Downtown Plan

The ballot includes an up-or-down vote on the city's retort to the community's reaction to its disregard for the Downtown Plan process. Months of work, and the result displeased the Mayor and most of the Council. The argument in favor cites the proximity to transit and the need for higher density in the region. The argument against cites the often-thwarted will of the people. The illustration to the right is the city-sponsored Oxford Housing and Brower Center project, designed by Solomon ETC, an architecture firm in San Francisco that I admire. I like it, but its development was expensive. Note that it's considerably lower than what's proposed for downtown's future redevelopment. That proposal is lower than the Mayor wanted initially, but not by much. The community's take on Downtown sought a more modest density. It wasn't like Measure P, which went too far in the other direction.
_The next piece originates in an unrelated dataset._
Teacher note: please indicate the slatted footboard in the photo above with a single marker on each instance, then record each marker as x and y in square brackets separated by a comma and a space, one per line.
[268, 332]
Just to say it, there's a divide these days between cities like Berkeley and San Francisco and their communities. The officials want to develop at an "urban scale," which means a quantum leap in height. People react by trying to stop it, but there's a middle ground. I believe that's what the original Downtown Plan committee found - a density that acknowledges the existing fabric, but increases the height selectively. Nuance doesn't seem to carry much weight with the city, but it's the heart of urbanity.

Comments

  1. Yes, as it turns out nuance is not pragmatic in this day and age; you are more correct then you wished to be, by far.

    People are too stupid to know what they will like in Berkeley. Let's get that museum and theater built! I say institute a firm authoritarian hand in these matters and appoint a philosopher king to make the decisions and to hell with the mob!

    (Either that or raise the populace to the level of philosophers en masse.)